Can’t talk now, reading

Well, I nearly forgot to post tonight, because I have been completely sucked in to a most enjoyable new book.

It was recommended to me ages ago by a friend, and although I downloaded it right away, it has sat ignored on the Nook since then. I picked it up a few days ago, and it has been an entertaining companion to my current miles of stockinette stitch.

The Secret History of the Pink Carnation, first of a series. It’s a little bit of historical fiction, a little bit of a romance novel and a little bit of a mystery novel. It’s definitely light and fluffy reading, but while the romance is proving quite predictable so far, the mystery is not (meaning I’m more than halfway through and haven’t figured it out yet, which I love).

If you’re looking for some engaging fluff, I would recommend this one.

Sunday Doldrums

Hmmmmm, it’s 10:30.  Gotta come up with a blog post.  Log into wordpress, stare at the empty screen for a few minutes.

Realize that I haven’t cleared out spam comments in ages, and there’s a metric ton of them.  Yeeeeah, I should clean those out.  Marvel, once again, at the near-poetic lack of English grammar in most of the spam.

Come back and stare at the empty screen for a few more minutes.   Click over to Facebook and refresh, as if anything interesting has shown up in the last few minutes.  Might as well check my Ravelry forums while I’m at it… aaaaand  come back and stare at the empty page some more.

Knit a few rows on the knitting I’m not allowed to show you, hoping for some profound inspiration there.  Turns out stockinette is not profoundly inspiring.
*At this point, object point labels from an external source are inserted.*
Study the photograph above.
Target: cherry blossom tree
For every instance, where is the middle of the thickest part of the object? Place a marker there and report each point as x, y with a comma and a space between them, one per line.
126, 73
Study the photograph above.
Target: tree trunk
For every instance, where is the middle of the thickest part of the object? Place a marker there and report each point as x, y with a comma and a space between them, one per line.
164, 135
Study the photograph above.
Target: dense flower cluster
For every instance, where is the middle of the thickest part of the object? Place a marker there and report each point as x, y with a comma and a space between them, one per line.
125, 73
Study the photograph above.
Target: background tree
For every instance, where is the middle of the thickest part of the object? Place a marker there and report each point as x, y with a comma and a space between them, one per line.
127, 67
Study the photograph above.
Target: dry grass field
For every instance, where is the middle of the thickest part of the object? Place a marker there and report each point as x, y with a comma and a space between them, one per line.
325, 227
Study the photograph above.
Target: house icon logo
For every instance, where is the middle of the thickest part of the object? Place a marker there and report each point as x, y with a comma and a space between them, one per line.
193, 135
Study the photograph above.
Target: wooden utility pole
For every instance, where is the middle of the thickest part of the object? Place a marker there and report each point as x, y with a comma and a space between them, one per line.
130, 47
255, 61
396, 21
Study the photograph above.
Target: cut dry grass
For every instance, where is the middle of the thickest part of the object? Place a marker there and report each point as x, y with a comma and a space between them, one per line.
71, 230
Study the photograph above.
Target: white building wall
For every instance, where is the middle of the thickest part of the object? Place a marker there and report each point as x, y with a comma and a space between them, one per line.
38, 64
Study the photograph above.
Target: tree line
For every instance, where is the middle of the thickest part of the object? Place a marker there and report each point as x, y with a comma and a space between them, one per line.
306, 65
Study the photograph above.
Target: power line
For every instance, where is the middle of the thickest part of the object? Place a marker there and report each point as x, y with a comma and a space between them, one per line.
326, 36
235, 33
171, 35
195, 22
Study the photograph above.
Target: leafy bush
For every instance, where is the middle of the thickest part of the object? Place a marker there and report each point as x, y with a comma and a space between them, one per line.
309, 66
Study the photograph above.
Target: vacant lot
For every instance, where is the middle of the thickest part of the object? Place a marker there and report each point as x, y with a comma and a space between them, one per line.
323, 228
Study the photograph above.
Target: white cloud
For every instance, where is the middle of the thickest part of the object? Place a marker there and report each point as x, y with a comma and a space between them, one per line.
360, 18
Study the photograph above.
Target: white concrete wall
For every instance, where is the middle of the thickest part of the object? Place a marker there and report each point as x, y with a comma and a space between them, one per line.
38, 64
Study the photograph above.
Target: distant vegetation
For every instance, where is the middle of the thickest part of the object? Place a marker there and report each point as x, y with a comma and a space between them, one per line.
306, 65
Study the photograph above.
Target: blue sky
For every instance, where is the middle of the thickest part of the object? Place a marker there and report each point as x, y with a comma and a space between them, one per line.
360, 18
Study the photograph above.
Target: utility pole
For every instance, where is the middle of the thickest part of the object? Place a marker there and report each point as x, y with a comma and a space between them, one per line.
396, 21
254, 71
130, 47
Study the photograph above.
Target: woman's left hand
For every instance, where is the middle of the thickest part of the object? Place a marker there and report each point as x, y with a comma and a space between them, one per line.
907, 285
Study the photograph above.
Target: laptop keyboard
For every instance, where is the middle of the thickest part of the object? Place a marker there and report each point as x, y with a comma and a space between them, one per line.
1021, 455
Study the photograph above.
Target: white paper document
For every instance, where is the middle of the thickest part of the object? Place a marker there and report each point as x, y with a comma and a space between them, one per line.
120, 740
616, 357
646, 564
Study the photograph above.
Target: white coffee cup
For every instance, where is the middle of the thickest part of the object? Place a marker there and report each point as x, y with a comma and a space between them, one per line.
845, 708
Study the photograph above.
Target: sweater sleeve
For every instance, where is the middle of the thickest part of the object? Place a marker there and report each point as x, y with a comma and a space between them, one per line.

Stare at the empty screen some more.

Finally start typing, realizing that this is about all I have for today.  I’m calling it as still counting.

Photography for Knitters

 

This was a class I had been waiting a long time to join.  I’ve stalked Gale Zucker’s blog and work for years, and had not managed to take her class – every time she has been teaching anywhere nearby, I couldn’t make the class.  Turns out, I’m glad I didn’t – I got so much more out of it since I learned to actually use the camera well last June.

I’ll write more, with more pictures when I get back to my good monitor, but the class was awesome.  I have that fantastic inspired with creative juice flooding my brain feeling this evening.   I love it.

 

 

 

Eye Candy Friday

Digging deep in my collection of old photos here, but how about a lovely shot up George Washington’s nose?

Mount Rushmore, July 2010

 

Hoping for lots more eye candy over the weekend, because I am taking a Gale Zucker workshop, and super excited for it!